Le pôle magnétique ou l’ivresse du pilote

Un peu à droite… un peu à gauche… Chamade titube ce matin aux confins du détroit de Lancaster et de Barrow. Peu de vent, nous faisons route au moteur, sous pilote automatique qui dispense l’équipier de quart de tenir la barre. Une simple surveillance suffit, plus pour éviter les icebergs ou les bourguignons (petits glaçons) que pour prévenir une collision avec les autres navires, à vrai dire bien peu nombreux dans la région.

Bourré d’électronique, le cerveau de notre pilote commande un petit vérin hydraulique qui tient la barre. Et si ce matin il semble souffrir d’éthylisme prononcé, l’explication est simple. Il digère mal la proximité du pôle nord magnétique. Le cœur de son dispositif, un compas (boussole), ne « sent » plus suffisamment le nord.

Nous sommes maintenant à moins de 600 kilomètres du fameux pôle nord magnétique, situé approximativement par 79°N et 105° W. Un pôle magnétique bien loin du « vrai » pôle nord puisque 1100 kilomètres les séparent. Le pôle magnétique c’est le lieu où se concentrent les lignes de forces du champ magnétique qui entoure la terre. Comme autour d’un aimant, ces lignes longent la surface de la terre et se rejoignent au pôle sud et nord magnétique et plongent dans les entrailles de la terre aux pôles magnétiques, faisant peu à peu basculer le compas. Le voilà donc incapable de s’aligner sur ce champ qui devient vertical. Pour nous cela veut dire que nous allons devoir maintenant tenir la barre en permanence, et cela pour 3 semaines environ, jusqu’à la sortie de l’archipel arctique canadien. Ajoutons toutefois que cet écart entre pôle magnétique et pôle vrai est une constante de la navigation. A chaque calcul de route, il faut corriger le cap mesuré sur la carte (le cap vrai) de la valeur de la « déclinaison » et donc indiquer au barreur le cap compas à suivre (cap magnétique).

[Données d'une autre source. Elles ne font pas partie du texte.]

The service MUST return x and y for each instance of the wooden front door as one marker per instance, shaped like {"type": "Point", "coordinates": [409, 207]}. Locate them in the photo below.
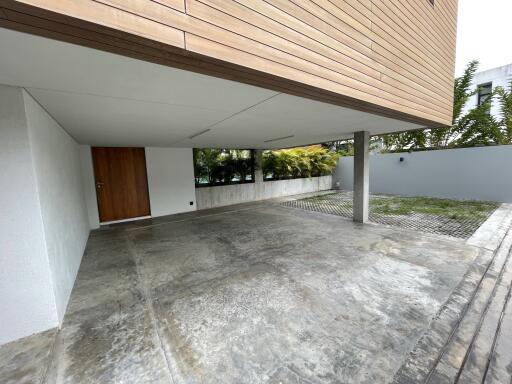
{"type": "Point", "coordinates": [121, 183]}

Une déclinaison faible en Suisse, puisque vu de Genève, le pôle magnétique se cache derrière le pôle nord, à 2 degrés près. Mais vu de Nuuk au Groenland, l’écart est de 35 degrés vers l’ouest. Ou de presque tout autant vu de l’Océan Indien, mais vers l’est cette fois-ci. A noter aussi que la position du pôle magnétique n’est pas fixe, mais qu’elle se déplace lentement chaque année. Cette « variation » comme la « déclinaison » figurent bien sûr sur les documents nautiques que nous utilisons, et mieux vaut ne pas les oublier si l’on veut arriver à bon port !

1 Commentaire

  1. Christian Répondre

    Bonjour Marc. Il n’y a pas moyen de faire fonctionner le pilote à partir du GPS?